J.-J. vit retiré : « il aima la retraite, non pour y vivre seul, mais pour y joindre les douceurs de l’étude aux charmes de l’intimité » (R. I, p. 7517). C’est l’otium honestum ou studiosum d’un Cicéron et d’un Pline18, dont l’humanisme de la Renaissance a fait l’horizon idéal de la vie de l’intellectuel et le socle éthique de sa réflexion. Une des premières étapes de la persécution a consisté à pervertir cette retraite :

Devenu l’objet de l’horreur publique, il s’est vu par là celui19 des attentions de tout le monde. C’était à qui le fêterait, à qui l’aurait à dîner, à qui lui offrirait des retraites, à qui renchérirait d’empressement pour obtenir la préférence. (F. I, p. 114)

Le Français fait ici notamment allusion à l’Ermitage que Mme d’Épinay offrit à Rousseau au fond de son parc de Montmorency : retraite pervertie, car elle comportait une contrepartie courtisane implicite20. Rousseau se retirait, mais devait paraître dans le cercle de Montmorency ; il devait s’afficher dans le monde comme s’étant retiré ; la retraite était supposée devenir une sorte de marque de fabrique de la secte des philosophes, un logo mondain, autrement dit le contraire même de la retraite.

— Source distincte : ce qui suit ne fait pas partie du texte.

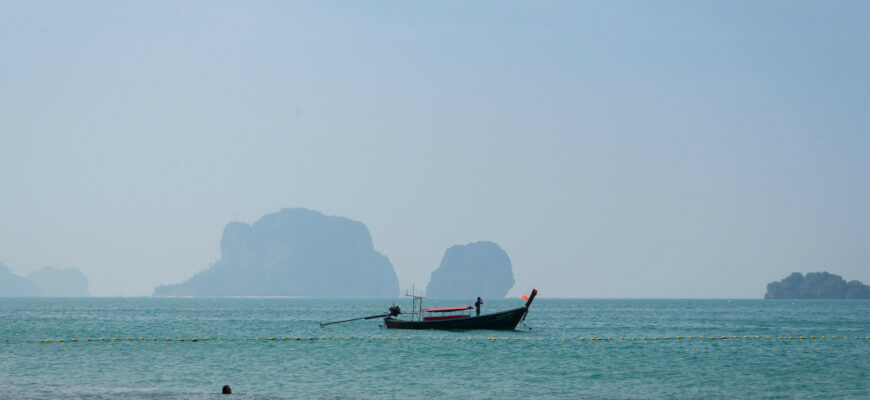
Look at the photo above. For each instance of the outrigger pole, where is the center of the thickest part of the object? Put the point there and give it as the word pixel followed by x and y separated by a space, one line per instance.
pixel 394 311
pixel 384 315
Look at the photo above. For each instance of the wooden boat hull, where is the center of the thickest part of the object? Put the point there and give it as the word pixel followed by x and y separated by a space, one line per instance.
pixel 505 320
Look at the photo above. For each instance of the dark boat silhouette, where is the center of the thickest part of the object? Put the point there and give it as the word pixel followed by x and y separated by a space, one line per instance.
pixel 446 319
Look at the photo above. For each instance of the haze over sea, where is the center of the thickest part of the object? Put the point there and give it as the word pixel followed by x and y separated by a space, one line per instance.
pixel 359 360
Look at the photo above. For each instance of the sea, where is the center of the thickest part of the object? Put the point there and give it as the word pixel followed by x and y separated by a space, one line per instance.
pixel 274 348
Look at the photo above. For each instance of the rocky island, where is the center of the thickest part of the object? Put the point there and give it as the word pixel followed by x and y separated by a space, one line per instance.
pixel 294 252
pixel 816 285
pixel 45 282
pixel 476 269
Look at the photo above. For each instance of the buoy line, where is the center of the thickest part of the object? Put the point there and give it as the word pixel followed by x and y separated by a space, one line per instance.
pixel 382 338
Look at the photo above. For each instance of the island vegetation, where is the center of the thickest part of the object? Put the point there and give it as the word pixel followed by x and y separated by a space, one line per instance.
pixel 816 285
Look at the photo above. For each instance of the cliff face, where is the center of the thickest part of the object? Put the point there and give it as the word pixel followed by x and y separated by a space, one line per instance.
pixel 294 252
pixel 476 269
pixel 816 285
pixel 46 282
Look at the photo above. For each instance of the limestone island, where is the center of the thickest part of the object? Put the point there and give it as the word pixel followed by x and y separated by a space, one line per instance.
pixel 294 252
pixel 816 285
pixel 476 269
pixel 45 282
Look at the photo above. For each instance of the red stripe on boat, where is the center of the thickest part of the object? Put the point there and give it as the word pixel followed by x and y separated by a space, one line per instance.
pixel 445 317
pixel 446 309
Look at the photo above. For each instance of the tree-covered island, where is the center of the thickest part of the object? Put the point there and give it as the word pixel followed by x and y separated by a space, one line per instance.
pixel 816 285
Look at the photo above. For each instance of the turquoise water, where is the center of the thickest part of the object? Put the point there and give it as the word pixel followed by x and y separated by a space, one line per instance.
pixel 432 364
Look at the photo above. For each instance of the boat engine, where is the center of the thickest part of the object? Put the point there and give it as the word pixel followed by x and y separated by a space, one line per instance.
pixel 395 311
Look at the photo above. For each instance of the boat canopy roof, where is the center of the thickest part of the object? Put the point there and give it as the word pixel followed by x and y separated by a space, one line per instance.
pixel 447 309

On voit ici se dessiner la mise en contradiction de la retraite avec elle-même, contradiction similaire à celle de la prison, comme lieu de la mise à la marge de la loi, de la mise en œuvre d’une publicité et d’un incommunicable.

La confusion de la retraite et de la prison s’opère quand l’héritage humaniste de la communication intime est remplacé par l’organisation de l’incommunicable :

On a recommandé à tout ce qui l’entoure de veiller particulièrement à ce qu’il peut21 écrire. On a même tâché de lui en ôter les moyens, et l’on était parvenu dans la retraite où on l’avait attiré en Dauphiné à écarter de lui toute encre lisible, en sorte qu’il ne pût trouver sous ce nom que de l’eau légèrement teinte, qui même en peu de temps perdrait toute sa couleur. (F. I, p. 121)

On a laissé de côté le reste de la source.